J-Bro, I always wanted to get a better look at your Fujiwara's and that video does a great job of that. Thanks for sharing!


----------



## watercrawl (May 24, 2011)

Man I love those knives.


----------



## shankster (May 24, 2011)

watercrawl said:


> Man I love those knives.



Me too! Beautiful knives indeed.

Jon: What's the difference between this line and the Fujiwara san Denka no Hoto,besides the huge price difference?


----------



## Mattias504 (May 24, 2011)

I think those are in blue steel...


That's what I'm talkin about, Jon!! The video does a great job of giving an idea of those. Now I just have to get money....


----------



## tk59 (May 24, 2011)

You forgot to mention they are great for shaving, too. :tease:


----------



## stereo.pete (May 24, 2011)

Does Fujiwara have any wa-handled options?


----------



## Lefty (May 24, 2011)

After seeing this video, do you guys NOW get why I mentioned them to the "Shigi Scared"?


----------



## JohnnyChance (May 24, 2011)

Thanks for the video. I like the look of these. Any of these fitting in your suitcase for ECG?


----------



## JBroida (May 24, 2011)

shankster said:


> Me too! Beautiful knives indeed.
> 
> Jon: What's the difference between this line and the Fujiwara san Denka no Hoto,besides the huge price difference?


 
the steel and the style of the knife... Denka no Hoto is more time consuming to produce



stereo.pete said:


> Does Fujiwara have any wa-handled options?

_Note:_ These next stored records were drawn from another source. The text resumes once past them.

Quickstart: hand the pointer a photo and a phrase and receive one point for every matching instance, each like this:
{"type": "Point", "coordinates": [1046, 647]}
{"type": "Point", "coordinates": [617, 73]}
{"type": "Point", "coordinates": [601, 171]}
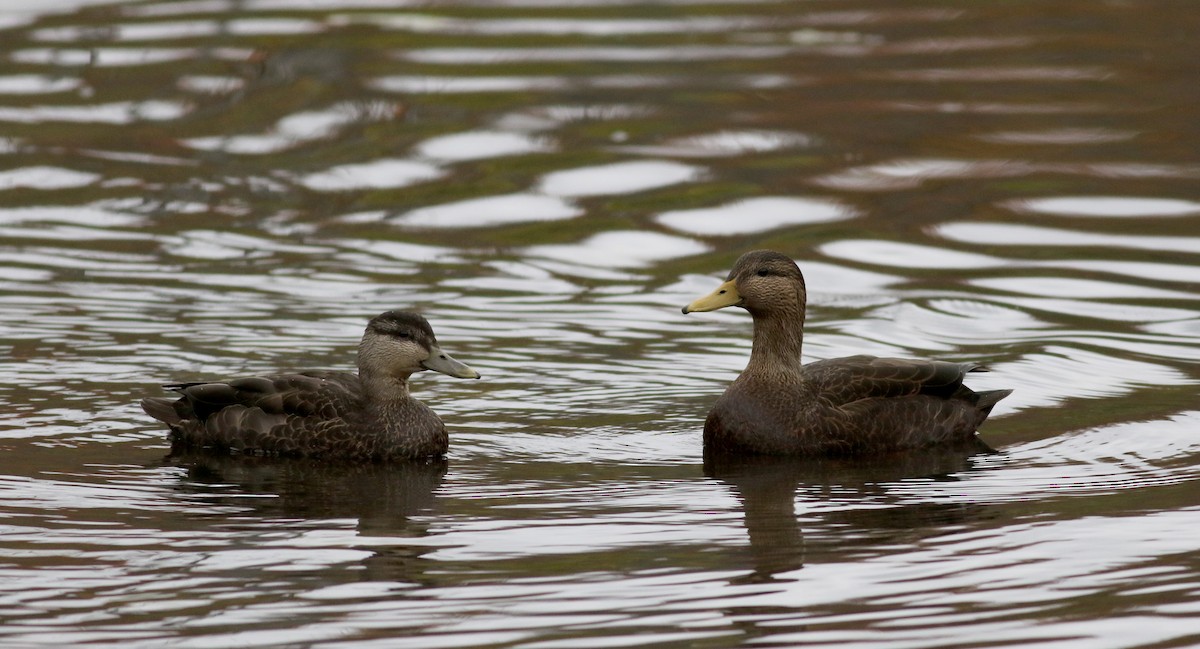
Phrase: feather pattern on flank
{"type": "Point", "coordinates": [850, 406]}
{"type": "Point", "coordinates": [334, 415]}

yes he does. i am hoping to pick some up this year, but right now i have so many things on order it makes my head spin and my bank account hurt 

@Johnny.Chance I think i can fit one or two of these in my suitcase... anything in particular you want to see?


----------



## JohnnyChance (May 25, 2011)

Either the "line knife" suji or the small gyuto.


----------



## JBroida (May 25, 2011)

i will try to bring both if i can.


----------